His parents have urged him to focus, and in recent months the message has seemed to be taking hold. If he wanted to become a police officer as he hoped, they told him, he had to improve his grades considerably. “We told him, you better hurry because you’re going to stay in the same class again,” Herrera said.
He read more. He had mastered multiplication and on Tuesday was among the students recognized for making the honor roll at a ceremony Herrera attended.
“It showed in his smile,” she said. “He was happy.”
The shooter attacked Josecito’s room first, then a neighboring room. Her bullets also traveled near Andrea’s classroom, where she told her grandparents she saw a teacher being shot moments before fleeing, climbing out a window. A local newspaper photographer captured a haunting image of Andrea, dressed in a pink t-shirt and black shorts, running across the school lawn, her face frozen in horror.
When Flores and Herrera heard the news, it was disconcerting and terrifying.
“They told us, pick up your kids from the civic center, so I rushed there,” Flores recalled.
He backed away, gnawed by anxiety. Andrea had come out alive. Josecito would surely have come running out, looking for us too, Flores thought. But the hours passed and his heart sank. “I was waiting and waiting,” he said. “He didn’t show up.
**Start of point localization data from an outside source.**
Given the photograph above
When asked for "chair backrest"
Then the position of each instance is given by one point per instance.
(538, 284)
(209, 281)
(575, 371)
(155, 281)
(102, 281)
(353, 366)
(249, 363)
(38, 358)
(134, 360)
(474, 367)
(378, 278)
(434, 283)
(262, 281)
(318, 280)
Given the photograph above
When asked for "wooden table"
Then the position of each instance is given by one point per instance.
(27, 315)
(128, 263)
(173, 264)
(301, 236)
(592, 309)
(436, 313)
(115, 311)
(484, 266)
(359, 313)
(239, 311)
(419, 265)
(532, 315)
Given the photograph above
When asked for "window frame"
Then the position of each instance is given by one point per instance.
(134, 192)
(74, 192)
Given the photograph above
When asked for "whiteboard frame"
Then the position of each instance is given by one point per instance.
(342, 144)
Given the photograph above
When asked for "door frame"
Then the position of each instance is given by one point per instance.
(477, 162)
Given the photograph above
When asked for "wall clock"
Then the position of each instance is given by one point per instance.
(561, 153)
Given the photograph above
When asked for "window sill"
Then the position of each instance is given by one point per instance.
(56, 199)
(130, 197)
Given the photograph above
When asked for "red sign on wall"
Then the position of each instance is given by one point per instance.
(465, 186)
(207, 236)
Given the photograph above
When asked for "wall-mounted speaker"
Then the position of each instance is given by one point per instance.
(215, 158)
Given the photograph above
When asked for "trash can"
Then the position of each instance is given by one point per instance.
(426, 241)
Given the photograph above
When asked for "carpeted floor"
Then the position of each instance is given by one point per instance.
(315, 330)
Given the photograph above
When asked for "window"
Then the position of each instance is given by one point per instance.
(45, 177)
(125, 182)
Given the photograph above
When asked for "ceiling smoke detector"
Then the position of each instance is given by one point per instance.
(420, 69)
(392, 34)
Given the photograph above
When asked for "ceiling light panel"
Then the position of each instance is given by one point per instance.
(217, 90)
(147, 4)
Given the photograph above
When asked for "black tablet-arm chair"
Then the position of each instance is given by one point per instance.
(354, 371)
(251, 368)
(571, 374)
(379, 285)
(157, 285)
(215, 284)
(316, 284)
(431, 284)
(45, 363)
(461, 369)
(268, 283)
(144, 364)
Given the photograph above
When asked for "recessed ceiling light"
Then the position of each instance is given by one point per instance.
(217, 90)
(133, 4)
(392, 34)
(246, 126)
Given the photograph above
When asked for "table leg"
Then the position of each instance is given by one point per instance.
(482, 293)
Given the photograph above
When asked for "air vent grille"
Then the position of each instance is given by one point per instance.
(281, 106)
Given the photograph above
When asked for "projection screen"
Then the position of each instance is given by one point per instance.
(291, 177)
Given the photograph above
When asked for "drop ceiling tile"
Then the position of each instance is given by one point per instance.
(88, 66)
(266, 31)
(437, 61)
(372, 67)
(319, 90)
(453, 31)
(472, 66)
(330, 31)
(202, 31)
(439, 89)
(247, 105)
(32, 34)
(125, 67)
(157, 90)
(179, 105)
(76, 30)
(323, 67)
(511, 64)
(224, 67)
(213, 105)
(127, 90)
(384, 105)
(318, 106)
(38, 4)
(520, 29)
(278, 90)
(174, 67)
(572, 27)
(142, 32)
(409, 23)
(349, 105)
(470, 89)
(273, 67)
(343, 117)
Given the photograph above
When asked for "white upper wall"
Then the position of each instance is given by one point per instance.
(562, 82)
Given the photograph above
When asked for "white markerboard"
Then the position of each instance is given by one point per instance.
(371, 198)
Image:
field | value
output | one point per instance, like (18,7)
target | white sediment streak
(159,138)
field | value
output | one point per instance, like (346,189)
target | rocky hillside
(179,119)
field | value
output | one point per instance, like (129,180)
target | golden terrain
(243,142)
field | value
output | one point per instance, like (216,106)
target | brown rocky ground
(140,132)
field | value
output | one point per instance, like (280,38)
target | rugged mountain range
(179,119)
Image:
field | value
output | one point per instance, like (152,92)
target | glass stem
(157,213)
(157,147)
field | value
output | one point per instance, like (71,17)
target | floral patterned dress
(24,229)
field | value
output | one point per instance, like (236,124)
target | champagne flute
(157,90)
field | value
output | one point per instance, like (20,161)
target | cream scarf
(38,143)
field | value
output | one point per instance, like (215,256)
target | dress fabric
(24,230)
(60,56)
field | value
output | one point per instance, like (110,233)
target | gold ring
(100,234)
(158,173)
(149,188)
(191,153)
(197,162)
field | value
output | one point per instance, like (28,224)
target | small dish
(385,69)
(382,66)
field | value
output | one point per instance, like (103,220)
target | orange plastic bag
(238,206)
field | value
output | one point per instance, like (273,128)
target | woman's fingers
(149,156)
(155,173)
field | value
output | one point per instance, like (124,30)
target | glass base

Eventually, as the relieved parents collected their children and drove home, only Flores and a few others remained.
“At the end, they were like, ‘Well, that’s it. All the buses have arrived,'” he recalled.
One of the other parents leaned over him and whispered, “Maybe you should go check up at the hospital, because his teacher got shot,” he said.
He drove to the hospital and sprinted down the hall. A doctor announced the unfathomable news. Josecito had been shot three times, one of which was to the side of the head. Officials were able to quickly identify him because his clothes — a blue t-shirt, gray basketball shorts and gray Jordan sneakers — matched the outfit he wore in the award photo he took a few hours earlier. early.